I am, instead, dreaming of a pickled Portland Christmas, where hipsters demonstrate they are way ahead of old fashioned LA in charcuterie.  Sorry, Cali. Our hipsters may sleep in ’til 11 and unicycle around town, but they craft artisan sausage and pickles before their two-hour shift at the copy shop.  Eat it and weep!

We had a delightful lunch at Olympic Provisions a few weeks ago.

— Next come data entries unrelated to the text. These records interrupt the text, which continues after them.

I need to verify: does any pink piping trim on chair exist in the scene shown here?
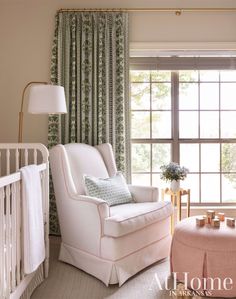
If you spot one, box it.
[108,202,170,223]
[63,235,168,262]
[104,215,171,238]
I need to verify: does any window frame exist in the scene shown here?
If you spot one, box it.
[130,57,236,206]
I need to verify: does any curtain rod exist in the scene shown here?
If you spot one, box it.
[58,7,236,16]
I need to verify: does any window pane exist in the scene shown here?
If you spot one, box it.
[180,173,200,203]
[131,112,150,138]
[221,112,236,138]
[221,143,236,172]
[200,83,219,110]
[200,70,219,81]
[152,83,171,110]
[222,174,236,202]
[201,143,220,172]
[132,144,151,172]
[179,111,198,138]
[180,143,199,172]
[152,111,171,138]
[131,83,150,110]
[152,143,171,172]
[151,71,171,82]
[200,111,219,138]
[130,71,150,82]
[132,174,151,186]
[220,83,236,110]
[179,83,198,110]
[220,70,236,81]
[201,174,220,202]
[179,71,198,82]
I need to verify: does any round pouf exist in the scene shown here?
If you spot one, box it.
[170,217,236,298]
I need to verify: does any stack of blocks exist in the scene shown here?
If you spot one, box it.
[196,210,235,228]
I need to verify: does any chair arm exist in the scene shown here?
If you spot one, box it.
[58,194,110,256]
[128,185,159,202]
[67,194,110,225]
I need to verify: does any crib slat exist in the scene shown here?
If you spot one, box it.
[0,151,2,176]
[11,183,16,291]
[6,149,10,174]
[16,182,21,285]
[0,143,49,299]
[5,185,11,297]
[24,149,29,166]
[15,148,20,171]
[0,187,5,298]
[34,149,37,164]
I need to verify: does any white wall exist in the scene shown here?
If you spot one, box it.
[0,0,236,144]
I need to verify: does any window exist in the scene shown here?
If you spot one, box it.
[130,58,236,204]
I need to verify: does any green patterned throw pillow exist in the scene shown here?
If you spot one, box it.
[84,172,133,206]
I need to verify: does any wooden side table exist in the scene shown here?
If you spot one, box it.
[161,188,190,234]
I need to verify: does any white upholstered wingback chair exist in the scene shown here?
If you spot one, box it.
[50,143,172,285]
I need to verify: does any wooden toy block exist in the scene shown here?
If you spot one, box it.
[207,210,216,219]
[211,219,220,227]
[196,217,205,226]
[218,213,225,221]
[226,218,235,227]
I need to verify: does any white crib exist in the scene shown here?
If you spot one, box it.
[0,143,49,299]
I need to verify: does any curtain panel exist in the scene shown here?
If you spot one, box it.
[48,12,130,234]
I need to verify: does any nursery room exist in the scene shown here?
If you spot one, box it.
[0,0,236,299]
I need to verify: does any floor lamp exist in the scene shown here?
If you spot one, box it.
[18,81,67,143]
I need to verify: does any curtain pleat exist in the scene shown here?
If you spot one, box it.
[48,12,130,234]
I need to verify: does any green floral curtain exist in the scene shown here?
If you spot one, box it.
[48,12,130,234]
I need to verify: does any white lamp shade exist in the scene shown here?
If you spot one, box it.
[28,84,67,114]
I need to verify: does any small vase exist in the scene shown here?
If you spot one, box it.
[170,180,180,192]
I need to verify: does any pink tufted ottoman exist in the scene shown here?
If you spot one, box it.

Above, two views of a salumi platter from a sushi-style check off menu: black pepper sausage, liver mousse, and pickled cauliflower, zucchini, onions, rhubarb, and cornichons alongside.

We also gobbled down all the vegetable dishes on the lunch menu.  Above, roasted beets and sweetly sour cipollini onions with walnut sauce, and an unusually vibrant brussels sprouts salad with sunchokes and bright green castelvetrano olives.  You can just barely see the braised leeks with pepper-red romesco in the background.

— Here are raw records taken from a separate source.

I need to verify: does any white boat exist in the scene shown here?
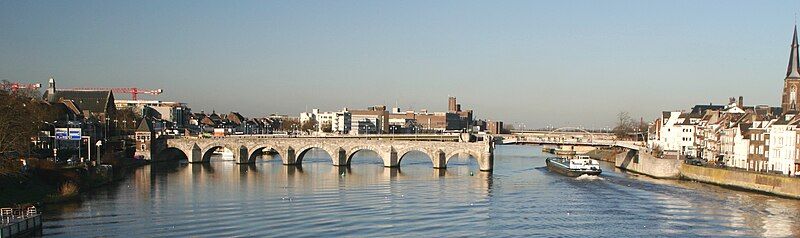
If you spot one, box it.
[545,155,603,177]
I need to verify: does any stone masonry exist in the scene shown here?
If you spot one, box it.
[155,137,494,171]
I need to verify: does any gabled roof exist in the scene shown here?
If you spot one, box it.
[691,104,725,114]
[44,90,114,113]
[136,120,153,132]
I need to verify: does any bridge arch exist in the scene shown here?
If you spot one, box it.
[247,146,286,163]
[296,145,347,166]
[345,145,386,165]
[156,147,191,161]
[397,147,436,165]
[545,126,594,142]
[200,143,238,162]
[445,149,480,165]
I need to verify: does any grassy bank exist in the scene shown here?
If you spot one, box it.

The only unpleasant experience at OP was, indeed, a Portlandia moment, when we were treated to the castanet rhythms of the dude with tree branch ear plugs seated next to us.  I’m not sure if he had pulled them out of a hole in his body, and I didn’t want to know, but repeated clicking is not an appetizing backbeat in any decade.  But we forgive you, Portland, for being so hip, if hipness means pickles.

And Eugene, take note!  Imitation is the sincerest form of flattery.  Pickles, not plugs.  We’ll make it out of the eighties yet.